Minerais de conflit : une avancée à confirmer

Minerais de conflit : une avancée à confirmer

Minerais de conflit : une avancée à confirmer

Bruxelles, 16 juin 2016

Un accord est intervenu hier soir entre le Parlement européen et le Conseil sur la réglementation européenne s’attaquant au problème dit des "minerais de conflit", c’est-à-dire les minerais dont l’extraction et le commerce financent des conflits armés - par exemple dans l’Est du Congo.

Cette décision montre que l’Union européenne prend enfin au sérieux ce grave problème : pour la première fois en Europe, les entreprises impliquées dans l’extraction et le commerce des minerais seront soumises à des règles de transparence à caractère contraignant (« due diligence »). Les importateurs de minerais tels que l’étain, l’or, le tungstène et le tantale (les fameux « 3TG ») seront notamment tenus de s’assurer de l’absence de lien entre leur chaîne d’approvisionnement et les conflits armés ou violations des droits de l’homme.

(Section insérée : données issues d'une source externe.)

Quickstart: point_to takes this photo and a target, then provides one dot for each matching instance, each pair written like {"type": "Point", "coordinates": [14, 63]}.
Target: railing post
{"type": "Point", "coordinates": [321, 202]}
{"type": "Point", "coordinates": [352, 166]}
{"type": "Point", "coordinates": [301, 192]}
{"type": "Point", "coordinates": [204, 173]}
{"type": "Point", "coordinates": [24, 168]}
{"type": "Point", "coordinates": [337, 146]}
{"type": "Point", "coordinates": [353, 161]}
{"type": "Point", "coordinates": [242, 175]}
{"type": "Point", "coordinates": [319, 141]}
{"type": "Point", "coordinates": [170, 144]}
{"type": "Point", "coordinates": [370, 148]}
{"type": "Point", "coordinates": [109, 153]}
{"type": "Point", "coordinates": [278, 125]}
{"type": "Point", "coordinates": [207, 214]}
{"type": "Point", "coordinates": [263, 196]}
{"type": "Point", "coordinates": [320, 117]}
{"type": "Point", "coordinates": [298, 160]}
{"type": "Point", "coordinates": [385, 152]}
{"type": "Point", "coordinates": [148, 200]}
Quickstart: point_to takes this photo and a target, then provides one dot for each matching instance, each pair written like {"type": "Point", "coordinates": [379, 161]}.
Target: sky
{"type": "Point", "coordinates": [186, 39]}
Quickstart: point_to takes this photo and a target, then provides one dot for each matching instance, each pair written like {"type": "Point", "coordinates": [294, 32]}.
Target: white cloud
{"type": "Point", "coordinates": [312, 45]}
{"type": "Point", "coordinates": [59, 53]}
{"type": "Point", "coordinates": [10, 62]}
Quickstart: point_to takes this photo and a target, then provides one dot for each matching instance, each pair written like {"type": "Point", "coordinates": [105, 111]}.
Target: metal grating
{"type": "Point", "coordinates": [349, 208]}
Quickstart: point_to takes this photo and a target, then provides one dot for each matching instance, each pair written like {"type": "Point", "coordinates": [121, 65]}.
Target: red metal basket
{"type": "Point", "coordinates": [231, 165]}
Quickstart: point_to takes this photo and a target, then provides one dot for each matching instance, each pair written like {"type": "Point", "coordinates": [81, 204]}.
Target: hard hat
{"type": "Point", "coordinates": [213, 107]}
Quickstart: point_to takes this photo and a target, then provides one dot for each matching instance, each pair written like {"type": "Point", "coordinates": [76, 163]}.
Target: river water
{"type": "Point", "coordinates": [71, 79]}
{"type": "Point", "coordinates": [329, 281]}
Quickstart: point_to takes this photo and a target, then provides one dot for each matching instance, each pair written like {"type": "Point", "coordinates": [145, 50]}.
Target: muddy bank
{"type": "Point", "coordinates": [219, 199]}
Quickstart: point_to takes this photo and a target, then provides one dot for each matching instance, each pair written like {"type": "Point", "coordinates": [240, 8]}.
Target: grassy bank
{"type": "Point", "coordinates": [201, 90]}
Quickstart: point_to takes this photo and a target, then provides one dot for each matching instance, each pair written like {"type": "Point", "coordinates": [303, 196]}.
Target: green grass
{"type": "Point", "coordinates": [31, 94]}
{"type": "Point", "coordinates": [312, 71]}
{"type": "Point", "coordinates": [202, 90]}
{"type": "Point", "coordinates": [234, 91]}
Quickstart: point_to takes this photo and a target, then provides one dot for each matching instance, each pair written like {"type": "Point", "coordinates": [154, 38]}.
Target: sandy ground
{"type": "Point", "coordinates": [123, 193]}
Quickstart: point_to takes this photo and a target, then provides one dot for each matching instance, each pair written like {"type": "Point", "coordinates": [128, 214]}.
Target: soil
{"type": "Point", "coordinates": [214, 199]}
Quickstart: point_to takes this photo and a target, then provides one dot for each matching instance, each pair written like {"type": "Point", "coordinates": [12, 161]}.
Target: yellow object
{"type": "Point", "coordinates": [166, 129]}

Il s’agit d’une réelle avancée par rapport à la proposition initialement mise sur la table par la Commission et en particulier son commissaire en charge du Commerce, un certain Karel De Gucht. En effet, celle-ci prévoyait des certificats « importateur responsable » émis par les entreprises uniquement sur base volontaire. En mars 2015, le Parlement européen s’était écarté de cette proposition et avait adopté une position très forte imposant un système contraignant à toute la chaîne d’approvisionnement de ces minerais.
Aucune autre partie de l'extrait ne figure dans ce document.